Celine Sciamma’s last film was the dazzling and widely acclaimed Portrait of a Lady on Fire in 2019, but she has been quietly making some of the best films in the last decade. In her latest feature, Petite Maman, Sciamma again teams up with Portrait cinematographer Claire Mathon to create another gorgeous and captivating film.
This has been described as a fantasy and that is true but only in part. There is a certain aspect of it that feels like a French Ghibli film come to life, but also indebted with a sense of neorealism. In that way it tracks the paradox of child’s perspective: what happens when innocence meets grief? Sciamma has shown herself to be masterful when working with children, exploring identities and relationships through the female gaze, and doing it all in a refreshingly succinct way (indeed, in Sciamma’s oeuvre, this feels most similar to Tomboy). She puts all these pieces together once again in Petite Maman, which runs a welcome 72 minutes in this current age of bloated runtimes. With the aid of the two starring actors and real life sisters Joséphine Sanz and Gabrielle Sanz, she navigates her way around the story with both the natural curiosity and the fickle attention span of a child.
Like Portrait, the sound is almost wholly diagetic until the end, which lends a sense of dreamlike surrealism, as well as a constant sense of mystery and fragility. There are precocious kids being adults, while being as innocent as doves, accepting the truth that they see in front of them.

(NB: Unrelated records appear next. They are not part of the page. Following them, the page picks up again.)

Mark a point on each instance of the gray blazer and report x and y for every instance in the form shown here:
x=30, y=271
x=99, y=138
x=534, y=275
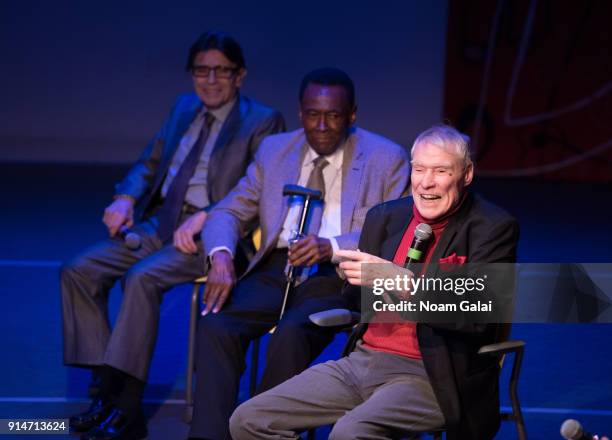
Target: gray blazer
x=246, y=125
x=374, y=170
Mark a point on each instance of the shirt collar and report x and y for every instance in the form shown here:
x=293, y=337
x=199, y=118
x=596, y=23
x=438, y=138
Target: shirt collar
x=335, y=159
x=222, y=112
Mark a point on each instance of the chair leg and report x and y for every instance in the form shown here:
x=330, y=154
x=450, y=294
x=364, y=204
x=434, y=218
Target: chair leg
x=193, y=317
x=254, y=367
x=517, y=414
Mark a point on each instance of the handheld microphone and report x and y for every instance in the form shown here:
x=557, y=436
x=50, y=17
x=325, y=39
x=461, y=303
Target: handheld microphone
x=420, y=242
x=572, y=430
x=131, y=239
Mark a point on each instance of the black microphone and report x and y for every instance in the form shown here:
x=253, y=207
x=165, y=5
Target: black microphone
x=131, y=239
x=420, y=242
x=572, y=430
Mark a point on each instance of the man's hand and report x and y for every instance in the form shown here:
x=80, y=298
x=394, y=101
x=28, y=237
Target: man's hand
x=310, y=250
x=119, y=213
x=221, y=279
x=351, y=265
x=183, y=236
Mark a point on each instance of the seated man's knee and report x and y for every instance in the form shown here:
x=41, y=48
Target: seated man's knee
x=72, y=268
x=242, y=421
x=292, y=330
x=346, y=428
x=214, y=325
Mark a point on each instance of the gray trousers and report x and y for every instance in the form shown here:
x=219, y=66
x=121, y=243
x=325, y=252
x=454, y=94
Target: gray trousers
x=367, y=395
x=145, y=275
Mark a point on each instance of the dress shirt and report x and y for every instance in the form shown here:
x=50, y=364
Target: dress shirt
x=197, y=191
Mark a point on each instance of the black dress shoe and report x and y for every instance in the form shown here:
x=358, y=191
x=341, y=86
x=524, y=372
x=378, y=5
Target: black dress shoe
x=98, y=412
x=118, y=426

It is an extraordinary look at grief and family history, but Sciamma never deigns to overexplain, nor does she push you to any interpretations or try to hit you over the head with any messages. It’s a gentle kind of film, in the best way possible.
The ideal approach to watch this film is to go in knowing as little as possible (though the title is a hint to the astute French speaker), which means that fittingly enough, this review will have to settle for brevity. There will be a moment when everything clicks in your head and you realize what is going on. That alone is satisfying enough, but the movie is pleasurable throughout, filled with delicate moments that clutch on to your heart. By the end, you won’t want to say au revoir.